State TV showed crowds of black-clad supporters in the capital, Tehran.
Dozens of people have been arrested during days of protests over corruption and living standards, which the vice-president suggested were being organised by political opponents.
The US administration warned Iran that “the world was watching” its response.
Saturday’s official rallies were organised in advance of the anti-government protests, to mark the eighth anniversary of the suppression of major street protests.
In 2009, masses came out in favour of the then-president, Mahmoud Ahmadinejad, in response to protests by reformists over a disputed election which returned him to power.
Meanwhile, the Iranian authorities are blaming anti-revolutionaries and agents of foreign powers for the protests.
‘A show of force’
By BBC Persian correspondent Kasra Naji
The authorities hope the government-sponsored demonstrations throughout the country will be a show of force. The state-run television – a bastion of the Islamic hardliners in Iran – is reporting a massive turnout, focusing on the demonstrators’ support for the supreme leader, Ayatollah Ali Khamenei.
He has been the focus of much anger in the anti-government demonstrations of the past two days, with protesters calling on him and the clerical regime to go.
The protests have been the biggest expression of discontent in the country for several years. On social media, there are calls for more action later on Saturday in a number of towns and cities.
But signs are that the police may want to deal with any break out of fresh protests with force, although the authorities admit there is widespread discontent in the country, and not just about rising prices.
How did the anti-government demonstrations start?
The protests started in the north-eastern city of Mashhad – the country’s second most-populous – on Thursday.
People there took to the streets to express anger at the government over high prices, and vented their fury against President Hassan Rouhani. Fifty-two people were arrested there for chanting “harsh slogans”.

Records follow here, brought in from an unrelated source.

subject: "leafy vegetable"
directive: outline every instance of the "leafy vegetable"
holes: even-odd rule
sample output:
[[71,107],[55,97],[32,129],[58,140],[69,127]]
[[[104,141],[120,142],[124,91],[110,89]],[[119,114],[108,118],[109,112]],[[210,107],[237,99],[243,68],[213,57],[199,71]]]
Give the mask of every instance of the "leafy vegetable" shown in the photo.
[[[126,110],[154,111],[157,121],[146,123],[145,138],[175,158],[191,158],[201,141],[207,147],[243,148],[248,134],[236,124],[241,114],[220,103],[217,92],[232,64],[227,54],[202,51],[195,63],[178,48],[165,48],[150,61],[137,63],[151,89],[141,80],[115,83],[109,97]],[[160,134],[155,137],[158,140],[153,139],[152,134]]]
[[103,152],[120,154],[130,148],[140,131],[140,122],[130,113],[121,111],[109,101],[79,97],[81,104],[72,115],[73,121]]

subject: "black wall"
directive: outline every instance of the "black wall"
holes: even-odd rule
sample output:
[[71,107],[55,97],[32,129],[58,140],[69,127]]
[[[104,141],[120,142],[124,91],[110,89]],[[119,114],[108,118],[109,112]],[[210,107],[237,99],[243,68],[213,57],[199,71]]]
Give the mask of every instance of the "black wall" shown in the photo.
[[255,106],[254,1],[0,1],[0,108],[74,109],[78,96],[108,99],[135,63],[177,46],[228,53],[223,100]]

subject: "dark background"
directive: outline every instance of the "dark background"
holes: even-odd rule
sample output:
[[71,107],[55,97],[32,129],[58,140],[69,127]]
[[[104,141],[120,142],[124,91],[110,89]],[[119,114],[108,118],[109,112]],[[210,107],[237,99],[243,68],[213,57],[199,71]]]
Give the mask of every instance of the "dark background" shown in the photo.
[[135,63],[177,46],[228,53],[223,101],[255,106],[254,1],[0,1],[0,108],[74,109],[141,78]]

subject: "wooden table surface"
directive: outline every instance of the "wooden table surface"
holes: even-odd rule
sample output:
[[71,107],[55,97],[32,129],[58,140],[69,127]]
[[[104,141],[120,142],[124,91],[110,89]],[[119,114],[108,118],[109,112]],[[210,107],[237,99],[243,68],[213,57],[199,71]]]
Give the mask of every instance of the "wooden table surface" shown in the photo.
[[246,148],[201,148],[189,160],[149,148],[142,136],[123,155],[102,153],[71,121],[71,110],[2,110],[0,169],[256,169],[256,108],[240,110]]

The protests spread to at least half a dozen cities on Friday. In some cities police in riot gear and on motorbikes clashed with demonstrators.
Some protests developed into broader demonstrations against the authorities, calling for the release of political prisoners and an end to police beatings. It was the biggest display of public dissent since huge pro-reform rallies in 2009.
Overall, the numbers said to be taking part range from less than 100 in some places to thousands in others – but demonstrations do not appear to be taking place on a massive scale.
Some reports suggest that calls for further protests on Saturday have already been heeded.
What is Iran saying about the protests?
First Vice-President Eshaq Jahangiri has suggested that government opponents are behind the protests, according to comments reported by state broadcaster IRIB.
He said: “Some incidents in the country these days are on the pretext of economic problems, but it seems there is something else behind them. They think by doing this they harm the government, but it will be others who ride the wave.”
The governor-general of Tehran said that any such gatherings would be firmly dealt with by the police, who are out in force on the main roads.
Officials in Mashhad said the protest was organised by “counter-revolutionary elements”, and video online showed police using water cannon.